Her team has created a “Contemplative Landscape Model,” which measures and defines landscape aesthetics. The model consists of seven categories—including landform, vegetation, colour and light, character, layers of landscape—and can assess any landscape in terms of its “contemplative” qualities. “Some specific features present in the green space seem to ‘work’ better for our health than others. Surprisingly not all of them are related to plants and trees, but also other things like, for example, far-away views,” says Guizzo. To score highly, a landscape requires qualities such as an undulating landform with natural lines and broken or warm colours that allow light and shade to be visible, as well as seasonal, changing vegetation and a clear compatibility between the natural and created surroundings. Guizzo’s company even provides a service that allows organisations or individuals to complete a survey which gives a landscape, such as parks or institutional settings, a contemplative score. “I would advise planners and designers to incorporate as much natural asymmetry as possible in their designs,” says Guizzo. “It makes a lot of sense when you consider the evolution of our nervous system. Euclidean geometry—which posits that symmetry and straight lines occur naturally, ed.—is artificial and relatively new, while natural geometry expressed by fractals, for example, is more familiar to our brains.” Guizzo’s own research shows how brain activity alters when we are exposed to different window views. When high up, looking out at a wide, green landscape that would score highly in the Contemplative Landscape Model, brain patterns associated with positive emotional states appear to be more common than when looking out a window on lower-level floors, with less of a view.
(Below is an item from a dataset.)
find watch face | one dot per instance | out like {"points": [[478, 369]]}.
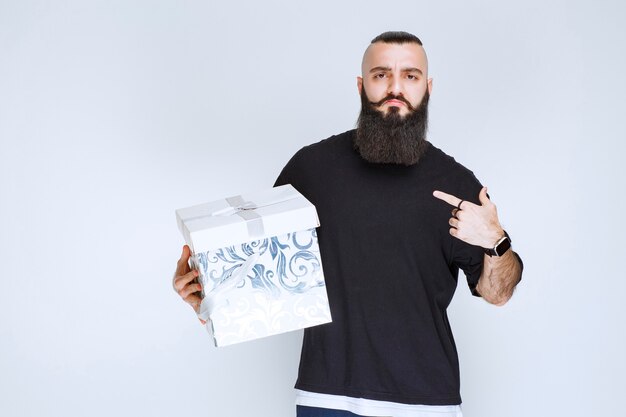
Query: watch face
{"points": [[503, 246]]}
Back in Derry, Bichard is hoping the familiarity and natural geometry of the Foyle Reeds will have the desired mood-altering effect and bring calm and beauty to the river area and its people. Perhaps the Future Foyle project will be the first of many public health and design initiatives across Europe. If this is the case, Bichard warns, it will be important to protect the environment and reflect the unique qualities of every community through local engagement. “We are in a really interesting but urgent time,” says Bichard. “We have a major mental health problem, especially amongst young people, but we also have a climate crisis to consider—solutions can’t come encased in plastic.” The Foyle Reeds are a permanent structure made from aluminium, a highly sustainable material. The 800-metre illuminated, sculptural barrier considers both people and the planet.
Today, more than ever—thanks to a deeper understanding of the effect of our surroundings on our mental health—there is an opportunity to employ design as a means to enhance our lives and even save lives. “I think that we have enough evidence to start designing in a way to cause less harm 77 to people,” says Guizzo. “For many years, cities were designed without consideration to human health, or if any, it was limited to sanitary matters. I believe that soon there will be a re-evaluation of priorities by our urban managers and there will be more health-promoting interventions.” With the unveiling of Future Foyle, this re-evaluation has already begun.